U.S. equity futures moved lower on Sunday evening, extending a streak of market unease that has now stretched across four weeks. By 19:50 ET (23:50 GMT), S&P 500 futures had fallen 0.3% to 6,542.25 points, Nasdaq 100 futures were down nearly 0.4% at 24,008.0 points, and Dow Jones futures slipped 0.16% to 45,821.0 points.
Investor caution followed a sharp escalation in rhetoric over the Strait of Hormuz. President Donald Trump set a 48-hour deadline for Iran to reopen the strait, warning that failure to comply would prompt U.S. action to "obliterate" vital energy infrastructure. Iran replied with threats to target critical energy and water infrastructure across the Middle East and warned it could completely shut the strait.
The Strait of Hormuz is a strategic chokepoint for global energy flows, supplying roughly 20% of the worlds oil and gas consumption. Market participants flagged the risk that continued disruption would tighten energy markets further; reports on Sunday evening indicated little sign of de-escalation as the conflict moved into its fourth consecutive week. The article's reporting also indicates Iran has kept the strait largely closed since the start of U.S. and Israeli aggression against the country in late-February.
Energy markets reacted immediately. Oil prices rose sharply on the heightened tensions, a move that fed renewed concern about energy-driven inflation. That inflationary pressure has, in turn, pushed major central banks back toward a hawkish posture: last week, a number of central banks signaled they were prepared to raise interest rates to counter a potential oil-fueled surge in inflation. The Federal Reserve likewise presented a hawkish outlook but stopped short of explicitly signalling imminent rate hikes.
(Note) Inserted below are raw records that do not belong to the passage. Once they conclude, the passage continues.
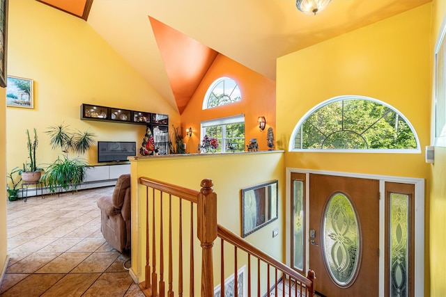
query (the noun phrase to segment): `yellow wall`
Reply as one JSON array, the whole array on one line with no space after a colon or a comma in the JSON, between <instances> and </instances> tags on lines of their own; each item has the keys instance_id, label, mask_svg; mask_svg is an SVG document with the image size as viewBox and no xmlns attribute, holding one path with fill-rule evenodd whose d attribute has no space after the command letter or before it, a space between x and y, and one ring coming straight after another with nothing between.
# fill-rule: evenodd
<instances>
[{"instance_id":1,"label":"yellow wall","mask_svg":"<svg viewBox=\"0 0 446 297\"><path fill-rule=\"evenodd\" d=\"M51 150L49 126L63 122L89 129L95 141L136 141L144 125L80 120L82 103L166 113L178 125L178 111L169 105L84 20L36 1L10 3L8 75L34 80L34 109L8 107L8 168L26 161L25 130L36 127L37 163L45 167L60 153ZM97 161L96 147L84 156Z\"/></svg>"},{"instance_id":2,"label":"yellow wall","mask_svg":"<svg viewBox=\"0 0 446 297\"><path fill-rule=\"evenodd\" d=\"M6 98L5 89L0 88L0 180L6 180L6 104L3 103ZM7 256L7 241L6 233L6 184L5 182L0 182L0 281L1 273L5 266L5 262Z\"/></svg>"},{"instance_id":3,"label":"yellow wall","mask_svg":"<svg viewBox=\"0 0 446 297\"><path fill-rule=\"evenodd\" d=\"M381 100L403 114L418 135L422 152L286 152L286 167L426 179L425 217L429 218L431 165L425 163L424 147L430 143L431 13L431 3L427 3L277 60L279 147L288 150L295 125L314 106L334 97L356 95ZM444 173L443 168L441 173ZM444 198L445 175L441 173L438 172L438 178L443 179L443 186L438 191L443 194L439 197ZM440 207L440 203L436 205ZM442 211L441 215L444 214ZM437 215L434 218L437 225L444 225L444 218ZM426 293L429 291L428 228L426 224ZM446 257L439 250L441 248L444 250L446 237L443 233L440 237L442 239L436 242L441 244L437 246L438 252L433 252L433 257L443 259L442 264L436 266L436 272L438 285L442 280L441 285L445 286L444 273L440 271Z\"/></svg>"},{"instance_id":4,"label":"yellow wall","mask_svg":"<svg viewBox=\"0 0 446 297\"><path fill-rule=\"evenodd\" d=\"M237 82L242 95L239 102L203 110L203 101L209 86L216 79L227 77ZM186 152L197 152L200 139L200 122L203 120L245 114L245 143L257 138L259 150L268 149L266 141L268 128L275 133L275 83L257 72L219 54L194 93L187 106L181 114L183 129L192 128L192 136L185 137ZM266 119L265 130L260 131L257 119L263 115ZM185 135L183 130L183 135ZM245 147L246 150L246 147Z\"/></svg>"},{"instance_id":5,"label":"yellow wall","mask_svg":"<svg viewBox=\"0 0 446 297\"><path fill-rule=\"evenodd\" d=\"M440 33L442 22L446 17L446 2L443 0L434 0L432 10L432 34L431 38L431 61L433 61L434 47ZM431 65L433 66L431 63ZM431 68L433 78L433 68ZM433 80L432 80L433 81ZM433 83L431 83L433 90ZM432 93L433 94L433 93ZM433 118L433 116L432 116ZM446 225L446 147L435 148L435 163L431 166L431 182L429 184L430 196L429 225L429 252L431 296L441 296L446 295L445 282L445 266L446 266L446 234L444 226Z\"/></svg>"},{"instance_id":6,"label":"yellow wall","mask_svg":"<svg viewBox=\"0 0 446 297\"><path fill-rule=\"evenodd\" d=\"M284 170L284 153L275 152L268 153L235 153L214 154L191 154L180 156L149 157L139 161L131 161L132 177L147 177L185 188L200 190L201 181L204 178L211 179L214 184L214 191L217 194L217 223L236 234L241 234L241 193L243 188L250 187L270 180L279 181L279 219L245 237L245 239L272 257L285 261L284 248L284 203L285 179ZM237 169L234 170L234 164ZM144 278L146 250L146 189L138 186L137 181L132 178L132 258L139 259L132 262L132 269L139 281ZM134 193L137 193L137 195ZM187 207L188 203L185 203ZM138 210L137 208L139 208ZM188 214L185 211L185 214ZM196 213L195 213L196 214ZM164 216L167 220L167 216ZM177 226L178 216L174 216L174 226ZM187 219L185 219L187 224ZM138 225L138 223L139 225ZM187 225L183 230L187 230ZM167 227L164 227L167 231ZM279 235L272 238L272 230L279 228ZM176 229L176 228L175 228ZM185 240L186 240L185 239ZM167 239L164 239L167 241ZM188 241L186 241L188 243ZM188 243L185 243L185 246ZM184 247L184 255L188 254L188 247ZM144 251L138 255L139 251ZM201 249L194 248L196 254L195 278L199 281L201 271ZM213 252L215 259L214 284L220 283L220 240L215 241ZM228 265L225 271L226 278L233 273L233 248L225 247L225 263ZM167 257L167 252L165 257ZM174 252L175 253L175 252ZM157 254L159 255L159 254ZM188 259L186 257L186 259ZM157 260L159 261L159 260ZM185 259L185 262L188 261ZM238 259L239 264L243 263ZM252 260L254 262L254 260ZM159 262L158 262L159 263ZM165 262L167 265L167 260ZM187 264L185 263L185 265ZM185 267L184 271L187 271ZM254 281L254 280L253 280ZM253 285L253 287L255 286ZM199 286L197 288L199 295Z\"/></svg>"}]
</instances>

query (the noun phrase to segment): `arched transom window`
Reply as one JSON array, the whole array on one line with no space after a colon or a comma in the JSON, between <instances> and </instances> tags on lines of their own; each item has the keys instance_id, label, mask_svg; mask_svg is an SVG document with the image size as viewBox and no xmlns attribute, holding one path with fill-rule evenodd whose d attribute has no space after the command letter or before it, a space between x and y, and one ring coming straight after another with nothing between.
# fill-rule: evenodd
<instances>
[{"instance_id":1,"label":"arched transom window","mask_svg":"<svg viewBox=\"0 0 446 297\"><path fill-rule=\"evenodd\" d=\"M203 109L237 102L241 99L240 89L236 81L229 77L220 77L208 89L203 101Z\"/></svg>"},{"instance_id":2,"label":"arched transom window","mask_svg":"<svg viewBox=\"0 0 446 297\"><path fill-rule=\"evenodd\" d=\"M289 149L419 152L420 143L410 123L393 107L372 98L341 96L314 107L299 121Z\"/></svg>"}]
</instances>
At the same time as the geopolitics, broader macro data added to investor unease. Stronger-than-expected U.S. inflation figures weighed on sentiment by reinforcing the possibility of fewer rate cuts from the Fed this year, a dynamic that reduces the appeal of risk assets. The combined effect of persistent geopolitical risk and sticky inflation left Wall Street nursing its fourth straight week of losses.
Market-weighted major indexes finished the prior trading week lower: the S&P 500 slid 1.5% on Friday, while the NASDAQ Composite and the Dow Jones Industrial Average fell 2% and 1%, respectively. Over the past 30 days, the three benchmarks were down between 4% and 7%.
Beyond macro and geopolitical drivers, some market participants are looking to algorithmic and AI-driven strategies for stock selection. According to the information provided, an AI-based portfolio product reports that year to date two out of three global portfolios have beaten their benchmark indexes, with 88% of positions in profit. The flagship strategy citednamed Tech Titans in the information providedis said to have outperformed the S&P 500 substantially over an 18-month period, with highlighted winners including Super Micro Computer (+185%) and AppLovin (+157%).
For market participants, the immediate outlook hinges on whether tensions around the Strait of Hormuz ease or escalate further, and on incoming inflation and central bank communications that could influence the trajectory for interest rates and risk asset valuations.